Attractivité résidentielle : Comment trouver des logements pour les familles à installer ?

Y a-t-il des logements disponibles pour accueillir et installer de nouvelles familles dans nos territoires ?
Voici une question qu’il est logique de se poser dans l’état actuel de la tension sur les marchés du logement, en location ou en vente. 

Et si finalement cette question n’était pas la bonne…🤔 ? Car des logements disponibles, il y en a.
Mais beaucoup sont abandonnés, vacants, en attente de, à rénover…  
Alors la bonne question à se poser ne serait-elle pas : Faut-il d’abord attirer des familles, ou d’abord rénover des logements ? Faut-il compter sur l’initiative privée pour dynamiser un parc de logements en manque de rotation et de rénovation, ou attendre des collectivités locales qu’elles rénovent tout ? 
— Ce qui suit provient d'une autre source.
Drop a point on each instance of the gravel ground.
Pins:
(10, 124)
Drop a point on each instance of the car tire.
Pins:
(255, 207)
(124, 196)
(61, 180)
C’est l’histoire de la poule et de l’œuf…

Pour y répondre, j’ai invité aujourd’hui Peggy Mertiny, la « Madame Zéro logement vacant » du Ministère de la Transition écologique et de la Cohésion des territoires. C’est elle la Cheffe de projet du dispositif Zéro Logement Vacant, une « startup d’Etat », qui propose une solution concrète pour lutter contre la vacance de logements, au sein du Ministère de la Transition écologique et de la cohésion des territoires.
Retrouvez ci-dessous le compte rendu de cet échange et les solutions concrètes proposées par Zéro logements vacants pour les collectivités locales

Peggy Mertiny, Cheffe de projet « Zéro logement vacant »

1. Un exemple concret avant de démarrer :

Commençons par un exemple concret vécu récemment dans les Vosges qui nous a poussé à creuser la question de la disponibilité du logement dans les territoires ruraux.

Il y a 3 semaines, dans notre messagerie interne chez Laou, j’ai vu passer ce message :
« Cas d’usage difficultés immobilières : 

  • Anaïs* vient de signer un CDI à Epinal (*les prénoms ont été changés)
  • Vincent passe des entretiens en ce moment
  • Ils ont même trouvé une nounou pour garder leur fils.
  • Ils avaient tellement envie de s’installer vite qu’ils ont déjà posé leurs valises dans un Airbnb en attendant un logement plus pérenne

donc tout va bien ! enfin… presque tout

  • Ils cherchent des biens en location en attendant d’acheter plus tard et veulent quitter leur airbnb.
  • Comme ils n’ont pas encore tous les 2 un CDI, les agences rechignent.
  • Pourtant, ils n’ont aucun problème financier, et déjà du capital immobilier.

Quand une famille est en mobilité géographique, la recherche de logement en location avant d’acheter est parfois une vraie difficulté. Le nombre de biens est limité, les agences immobilières ont tendance à trouver plus complexes ces dossiers, et il faut agir vite, sinon la famille peut perdre sa motivation.
En témoigne encore ce reportage sur TF1 diffusé début novembre 2023. 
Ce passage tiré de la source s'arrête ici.